Coyle, who is now out of football after an ill-fated stint with Ross County has come clean on the conversations that went on behind the scenes in the immediate aftermath of his Burnley side winning promotion to the Premier League.

Celtic were in transition and needed a new manager after Gordon Strachan left the Parkhead hot seat and like all managerial appointments since Martin O’Neill – they all have to go through majority shareholder Dermot Desmond.

The Irish Billionaire has the final say on who comes in to manage Celtic and it’s then up to Peter Lawwell to do the deal.

Having watched Coyle take Burnley from Championship no-hopers to Premier League promotion, Desmond made the call and Coyle responded positively.
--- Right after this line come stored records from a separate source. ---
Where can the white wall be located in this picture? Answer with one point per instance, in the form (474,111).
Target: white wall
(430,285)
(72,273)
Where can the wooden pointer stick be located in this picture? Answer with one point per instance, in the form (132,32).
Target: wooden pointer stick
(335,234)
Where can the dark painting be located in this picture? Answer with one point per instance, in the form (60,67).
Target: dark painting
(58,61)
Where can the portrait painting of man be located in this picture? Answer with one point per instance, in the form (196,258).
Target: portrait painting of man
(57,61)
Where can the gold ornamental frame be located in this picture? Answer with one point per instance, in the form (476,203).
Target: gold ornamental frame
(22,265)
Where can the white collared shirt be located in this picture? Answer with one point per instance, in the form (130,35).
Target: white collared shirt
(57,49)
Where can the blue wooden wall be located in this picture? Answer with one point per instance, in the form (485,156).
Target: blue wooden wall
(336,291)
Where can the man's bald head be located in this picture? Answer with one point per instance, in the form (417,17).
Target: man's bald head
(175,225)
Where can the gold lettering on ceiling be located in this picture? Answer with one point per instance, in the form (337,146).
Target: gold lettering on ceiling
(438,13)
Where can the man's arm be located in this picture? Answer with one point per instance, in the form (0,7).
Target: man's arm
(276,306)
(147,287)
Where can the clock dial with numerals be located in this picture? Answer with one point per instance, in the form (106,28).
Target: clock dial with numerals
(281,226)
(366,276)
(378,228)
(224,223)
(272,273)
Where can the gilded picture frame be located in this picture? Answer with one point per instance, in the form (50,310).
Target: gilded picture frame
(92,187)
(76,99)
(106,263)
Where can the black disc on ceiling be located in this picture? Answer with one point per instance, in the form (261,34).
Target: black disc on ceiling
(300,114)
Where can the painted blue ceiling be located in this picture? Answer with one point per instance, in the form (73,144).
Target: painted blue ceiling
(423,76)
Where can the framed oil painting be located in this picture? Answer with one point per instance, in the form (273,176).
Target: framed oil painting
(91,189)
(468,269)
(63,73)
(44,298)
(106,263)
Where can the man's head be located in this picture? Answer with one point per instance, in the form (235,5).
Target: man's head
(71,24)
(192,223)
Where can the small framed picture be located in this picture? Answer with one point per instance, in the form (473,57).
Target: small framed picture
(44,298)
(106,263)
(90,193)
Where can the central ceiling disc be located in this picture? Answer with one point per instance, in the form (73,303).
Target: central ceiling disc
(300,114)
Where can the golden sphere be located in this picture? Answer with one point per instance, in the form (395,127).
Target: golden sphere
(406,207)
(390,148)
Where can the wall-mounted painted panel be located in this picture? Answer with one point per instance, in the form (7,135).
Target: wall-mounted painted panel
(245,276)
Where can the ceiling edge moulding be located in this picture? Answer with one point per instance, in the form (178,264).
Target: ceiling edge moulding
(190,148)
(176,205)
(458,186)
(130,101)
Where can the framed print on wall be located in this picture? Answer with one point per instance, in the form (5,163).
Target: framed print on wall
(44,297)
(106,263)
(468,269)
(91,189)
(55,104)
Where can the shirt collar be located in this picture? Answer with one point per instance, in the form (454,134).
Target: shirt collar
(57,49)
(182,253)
“I spoke to Dermot (Desmond), Peter (Lawwell) and John Reid. He was chairman at the time.” Coyle told SunSport.

“I’ve got to say I went in there and I thought that was it.

Listen, I’m Celtic through and through that will never change.

“We chatted for about an hour and Dermot came back and said ‘Listen Owen I want to offer you the chance to manage Glasgow Celtic.’ And I said ‘yeah, yeah I’ll take it.’

“I was like a little boy again. It was my team and everything else.

“He (Dermot) said great, obviously we need to speak to Burnley and see what happens from there.

Coyle then started to get cold feet and obviously had people at Burnley in his ear. The chance to manage in the Premier League became as much of a pull as managing his boyhood heroes.

The manager admitted the emotional torment he felt and the phone call where he turned down the Celtic job is something that still stays with him.

“When you are a coach or a manager that is the team you love, that’s the team you want to be involved with.

“But I was in the best league in the world. I was in the Premier League and I was going to be playing against Chelsea, Manchester United and everything else that goes with it.

“I was at a really good club with good people and I had to be fair with that as well.

“Ultimately when we came back we had to go through all of that and I remember ringing Dermot on the Wednesday night. I think it was the Champions League Final in Rome.

“I can’t say I wasn’t emotional because I was.

“I said I never ever thought I would utter these words but I can’t take the job.”

Dermot Desmond then turned to Tony Mowbray for the Celtic hot seat. Mowbray didn’t last the season at Celtic and caretaker boss Neil Lennon stepped in; the rest is, as they say, as history.